Als die Claims Conference ab den achtziger Jahre neue Entschädigungsfonds durchsetzen konnte, agierte sie lediglich als eine Art Transferagent. Erst mit der Restitution jüdischer Immobilien in der ehemaligen DDR nach 1990 verfügte die JCC wieder über Eigenmittel von etwa 140 Millionen Dollar jährlich, aus denen sie zu 80 Prozent Sozialprogramme für Überlebende und daneben kulturelle Zwecke finanziert oder unterstützt. Im Gegensatz zu den Behauptungen Leiblers sind Informationen darüber auf der JCC-Website frei zugänglich (http://forms.claimscon.org/allocations_lists/all_allocations.php). Es stehen daher nicht angeblich unfair aufgeteilte 70 Milliarden Dollar an Entschädigung zur Debatte, sondern vielleicht 200 Millionen Dollar über fast 20 Jahre.

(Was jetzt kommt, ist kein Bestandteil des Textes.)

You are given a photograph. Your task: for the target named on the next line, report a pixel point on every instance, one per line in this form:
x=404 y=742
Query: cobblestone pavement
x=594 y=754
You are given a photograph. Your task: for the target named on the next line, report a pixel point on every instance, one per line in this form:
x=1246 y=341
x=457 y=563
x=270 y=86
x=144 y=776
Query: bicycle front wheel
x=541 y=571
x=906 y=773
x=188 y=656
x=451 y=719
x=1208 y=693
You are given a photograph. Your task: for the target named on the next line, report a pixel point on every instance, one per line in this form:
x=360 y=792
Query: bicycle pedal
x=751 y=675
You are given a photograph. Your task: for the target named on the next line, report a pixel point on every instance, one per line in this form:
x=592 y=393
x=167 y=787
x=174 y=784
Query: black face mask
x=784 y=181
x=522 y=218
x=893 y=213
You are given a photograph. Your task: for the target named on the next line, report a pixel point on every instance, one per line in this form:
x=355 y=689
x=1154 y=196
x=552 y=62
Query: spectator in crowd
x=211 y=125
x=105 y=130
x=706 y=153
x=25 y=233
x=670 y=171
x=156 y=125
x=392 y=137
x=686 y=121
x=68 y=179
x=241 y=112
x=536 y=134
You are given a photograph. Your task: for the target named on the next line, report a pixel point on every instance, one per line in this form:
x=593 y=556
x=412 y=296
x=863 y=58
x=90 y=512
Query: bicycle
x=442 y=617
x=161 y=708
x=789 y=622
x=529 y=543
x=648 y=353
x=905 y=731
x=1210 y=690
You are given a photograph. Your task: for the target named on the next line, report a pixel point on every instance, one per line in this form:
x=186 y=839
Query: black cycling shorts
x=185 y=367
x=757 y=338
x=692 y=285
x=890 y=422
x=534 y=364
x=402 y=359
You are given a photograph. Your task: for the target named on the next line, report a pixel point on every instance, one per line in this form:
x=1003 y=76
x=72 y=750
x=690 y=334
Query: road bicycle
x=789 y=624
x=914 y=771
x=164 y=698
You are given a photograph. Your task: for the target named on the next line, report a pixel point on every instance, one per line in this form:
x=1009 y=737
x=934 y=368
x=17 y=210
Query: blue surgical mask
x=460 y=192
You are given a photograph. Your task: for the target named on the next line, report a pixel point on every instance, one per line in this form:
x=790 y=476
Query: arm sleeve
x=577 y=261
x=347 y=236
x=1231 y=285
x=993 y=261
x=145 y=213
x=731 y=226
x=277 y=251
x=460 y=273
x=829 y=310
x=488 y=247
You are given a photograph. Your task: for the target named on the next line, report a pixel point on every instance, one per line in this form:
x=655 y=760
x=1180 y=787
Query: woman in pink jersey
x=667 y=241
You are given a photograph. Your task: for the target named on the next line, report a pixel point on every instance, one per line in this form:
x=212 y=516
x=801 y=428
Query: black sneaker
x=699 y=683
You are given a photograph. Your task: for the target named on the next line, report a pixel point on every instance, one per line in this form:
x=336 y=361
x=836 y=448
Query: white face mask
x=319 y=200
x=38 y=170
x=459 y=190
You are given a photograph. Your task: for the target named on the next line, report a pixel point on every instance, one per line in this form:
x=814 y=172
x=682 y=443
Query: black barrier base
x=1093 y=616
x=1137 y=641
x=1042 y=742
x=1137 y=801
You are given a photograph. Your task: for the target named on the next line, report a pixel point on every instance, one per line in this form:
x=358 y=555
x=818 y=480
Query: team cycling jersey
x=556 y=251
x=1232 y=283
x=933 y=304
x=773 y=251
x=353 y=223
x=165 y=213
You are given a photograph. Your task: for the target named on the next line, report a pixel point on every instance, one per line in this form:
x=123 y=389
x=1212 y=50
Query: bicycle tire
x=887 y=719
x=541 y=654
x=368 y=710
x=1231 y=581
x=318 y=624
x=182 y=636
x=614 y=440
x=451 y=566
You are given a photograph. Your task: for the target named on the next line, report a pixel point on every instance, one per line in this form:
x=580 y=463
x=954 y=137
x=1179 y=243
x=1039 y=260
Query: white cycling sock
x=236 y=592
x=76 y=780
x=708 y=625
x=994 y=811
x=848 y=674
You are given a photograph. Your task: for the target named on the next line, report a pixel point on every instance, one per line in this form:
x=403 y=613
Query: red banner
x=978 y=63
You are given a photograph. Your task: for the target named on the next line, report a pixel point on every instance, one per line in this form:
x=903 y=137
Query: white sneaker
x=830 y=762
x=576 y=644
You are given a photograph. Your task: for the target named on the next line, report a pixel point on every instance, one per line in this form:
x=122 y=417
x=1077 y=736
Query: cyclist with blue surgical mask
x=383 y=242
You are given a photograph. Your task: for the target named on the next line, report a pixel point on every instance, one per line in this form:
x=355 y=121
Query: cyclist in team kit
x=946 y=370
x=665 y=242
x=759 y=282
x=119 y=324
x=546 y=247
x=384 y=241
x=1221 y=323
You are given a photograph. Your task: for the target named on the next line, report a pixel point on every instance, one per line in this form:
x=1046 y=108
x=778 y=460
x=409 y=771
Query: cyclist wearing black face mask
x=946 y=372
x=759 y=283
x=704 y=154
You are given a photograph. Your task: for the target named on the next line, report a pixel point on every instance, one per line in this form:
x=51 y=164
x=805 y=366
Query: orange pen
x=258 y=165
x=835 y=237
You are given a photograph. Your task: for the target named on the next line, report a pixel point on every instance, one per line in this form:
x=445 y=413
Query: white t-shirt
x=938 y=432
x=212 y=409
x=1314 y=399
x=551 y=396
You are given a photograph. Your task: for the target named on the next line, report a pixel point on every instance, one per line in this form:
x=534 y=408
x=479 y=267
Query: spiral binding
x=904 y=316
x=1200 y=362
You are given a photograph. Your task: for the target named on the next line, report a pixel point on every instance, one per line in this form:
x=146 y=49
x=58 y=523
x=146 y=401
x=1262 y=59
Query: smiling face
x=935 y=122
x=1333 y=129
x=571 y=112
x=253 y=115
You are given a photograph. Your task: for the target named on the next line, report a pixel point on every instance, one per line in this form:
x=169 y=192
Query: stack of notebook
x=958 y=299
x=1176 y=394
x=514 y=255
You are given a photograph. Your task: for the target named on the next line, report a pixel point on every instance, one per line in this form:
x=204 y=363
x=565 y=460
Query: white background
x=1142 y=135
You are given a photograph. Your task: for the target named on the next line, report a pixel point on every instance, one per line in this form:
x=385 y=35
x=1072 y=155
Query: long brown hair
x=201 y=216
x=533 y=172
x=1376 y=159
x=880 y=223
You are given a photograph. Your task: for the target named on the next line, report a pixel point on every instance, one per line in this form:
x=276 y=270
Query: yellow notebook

Ihrer Internetseite ist zudem zu entnehmen, dass die Rückgabe jüdischer Immobilien in der ehemaligen DDR und deren Verkauf durch die JCC heute, 20 Jahre nach dem Mauerfall, weitgehend abgeschlossen sind. Die Organisation hat nur noch Immobilien im Wert von 42 Millionen Dollar im Besitz. Die JCC müht sich daher seit geraumer Zeit redlich, Deutschland neue Mittel für kranke und verarmte Überlebende abzuringen. Aber wer die Versorgung bedürftiger NS-Opfer alleine auf die Claims Conference abschieben will, hat die Geschichte der «Wiedergutmachung» nicht studiert – oder will nichts von ihr wissen.